« Poet to his love » (« Le poète à sa bien-aimée ») est un poème de Maxwell « Bogey » Bodenheim, le « Roi des Bohèmes de Greenwich Village » dans les années 1920. Ce poème est extrait de son recueil Minna and Myself, publié en 1918 à New York par Pagan Publishing Company, mais un certain nombre des poèmes du recueil avaient été publiés dans des revues. Il s’agit alors du premier recueil de Bodenheim, âgé de vingt-cinq ou vingt-six ans, qui s’est jusque-là fait un nom dans les cercles littéraires de Chicago et commence à s’en faire un à Greenwich Village, le fameux quartier d’artistes de New York où il déménage en 1916.
Le nom du recueil fait référence à Minna Schein, qu’il épouse en novembre 1918 (ils divorcent en 1938).
Je propose ci-dessous une traduction du poème, suivi du texte original et de quelques remarques.
Le poète à sa bien-aimée
Une vieille église argentée dans une forêt,
Voici mon amour pour toi.
Les arbres autour d’elle
Sont des mots que j’ai dérobés à ton cœur.
Une vieille cloche d’argent, le dernier sourire que tu fis,
Pend au faîte de mon église.
Elle sonne seulement lorsque traversant la forêt
Tu viens te tenir auprès d’elle.
Mais alors, elle n’a pas besoin de retentir,
Puisque ta voix la remplace.

POET TO HIS LOVE
An old silver church in a forest
Is my love for you.
The trees around it
Are words that I have stolen from your heart.
An old silver bell, the last smile you gave,
Hangs at the top of my church.
It rings only when you come through the forest
And stand beside it.
And then, it has no need for ringing,
For your voice takes its place.

Remarques
« Poet to his love » est le premier poème de la section intitulée « Myself » du recueil de Bodenheim, cette section étant elle-même la deuxième du recueil (la première est consacrée explicitement à « Minna »). Le recueil est complété par deux pièces de théâtre en un acte, The Master Poisoner (co-écrite avec Ben Hecht, qui devient dans les années 1930 et 1940 un scénariste hollywoodien à succès, pour le Scarface (1932) d’Howard Hawks, par exemple) et Poet’s Heart.

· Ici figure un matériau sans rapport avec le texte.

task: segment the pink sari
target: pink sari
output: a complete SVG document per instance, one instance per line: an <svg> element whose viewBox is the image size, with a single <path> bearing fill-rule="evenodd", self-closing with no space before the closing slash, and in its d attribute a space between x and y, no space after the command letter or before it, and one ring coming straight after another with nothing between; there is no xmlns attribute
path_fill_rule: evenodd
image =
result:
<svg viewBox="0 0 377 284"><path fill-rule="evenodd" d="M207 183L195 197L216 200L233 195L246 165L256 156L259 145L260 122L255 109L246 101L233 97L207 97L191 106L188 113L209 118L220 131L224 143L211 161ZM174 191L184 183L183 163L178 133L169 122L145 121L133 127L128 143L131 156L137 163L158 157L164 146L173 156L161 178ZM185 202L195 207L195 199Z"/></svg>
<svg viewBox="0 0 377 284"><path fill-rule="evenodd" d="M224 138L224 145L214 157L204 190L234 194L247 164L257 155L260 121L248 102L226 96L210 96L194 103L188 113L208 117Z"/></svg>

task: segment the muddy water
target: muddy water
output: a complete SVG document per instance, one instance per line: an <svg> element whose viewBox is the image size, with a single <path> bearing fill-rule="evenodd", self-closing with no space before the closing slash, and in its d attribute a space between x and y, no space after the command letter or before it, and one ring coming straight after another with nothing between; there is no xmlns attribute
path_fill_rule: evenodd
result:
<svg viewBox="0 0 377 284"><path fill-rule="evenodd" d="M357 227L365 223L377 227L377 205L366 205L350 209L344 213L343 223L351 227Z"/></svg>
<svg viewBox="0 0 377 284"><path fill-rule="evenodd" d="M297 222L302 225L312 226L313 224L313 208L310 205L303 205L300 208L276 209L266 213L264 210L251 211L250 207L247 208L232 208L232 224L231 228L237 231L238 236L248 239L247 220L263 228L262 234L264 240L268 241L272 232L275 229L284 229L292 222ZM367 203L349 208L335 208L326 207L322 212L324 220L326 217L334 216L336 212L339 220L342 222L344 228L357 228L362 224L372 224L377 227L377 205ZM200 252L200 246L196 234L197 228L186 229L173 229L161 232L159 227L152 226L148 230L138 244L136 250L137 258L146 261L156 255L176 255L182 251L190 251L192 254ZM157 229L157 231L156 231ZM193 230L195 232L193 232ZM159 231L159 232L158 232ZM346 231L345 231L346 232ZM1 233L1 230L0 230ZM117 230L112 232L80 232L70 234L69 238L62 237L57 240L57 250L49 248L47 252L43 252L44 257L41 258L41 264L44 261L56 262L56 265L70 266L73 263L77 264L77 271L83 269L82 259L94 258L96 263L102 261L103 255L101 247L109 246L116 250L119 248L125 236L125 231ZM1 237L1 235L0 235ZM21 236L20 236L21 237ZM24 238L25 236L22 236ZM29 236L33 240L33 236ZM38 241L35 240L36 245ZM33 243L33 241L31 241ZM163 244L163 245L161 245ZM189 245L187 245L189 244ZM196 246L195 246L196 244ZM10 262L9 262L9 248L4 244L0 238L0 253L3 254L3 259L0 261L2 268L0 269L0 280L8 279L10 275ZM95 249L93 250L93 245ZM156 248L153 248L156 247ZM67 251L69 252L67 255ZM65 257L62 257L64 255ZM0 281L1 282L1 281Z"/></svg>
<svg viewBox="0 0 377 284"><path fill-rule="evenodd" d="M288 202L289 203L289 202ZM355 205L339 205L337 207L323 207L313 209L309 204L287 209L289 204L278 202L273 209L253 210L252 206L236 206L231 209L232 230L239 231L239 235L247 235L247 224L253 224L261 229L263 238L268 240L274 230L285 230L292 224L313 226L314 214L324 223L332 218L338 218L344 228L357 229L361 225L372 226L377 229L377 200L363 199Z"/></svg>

Le poème « Poet to his love », lyrique, fait la part belle à la métaphore amoureuse qui fait de la femme une muse, entre images romantiques (la nature, l’église) et blason (le cœur, le sourire, la voix). On peut par ailleurs relever la disparition de la rime et la diversité des mètres qui contribuent à la modernité du poème, à une époque où la poésie américaine est secouée par les œuvres de T. S Eliot, Ezra Pound ou encore Amy Lowell, pour n’en citer que quelques-uns, mais on peut mentionner également l’amitié de Bodenheim avec William Carlos Williams et Marianne Moore, figures du magazine Others. Les années 1910 sont en particulier marquées par l’émergence de l’Imagisme aux États-Unis, courant qui défend notamment le vers libre et une expression simple et directe. Bodenheim se situe semble-t-il au carrefour de ces influences, mais s’il connaît un certain succès de scandale dans les années 1920 il décline par la suite, sombrant dans l’alcoolisme.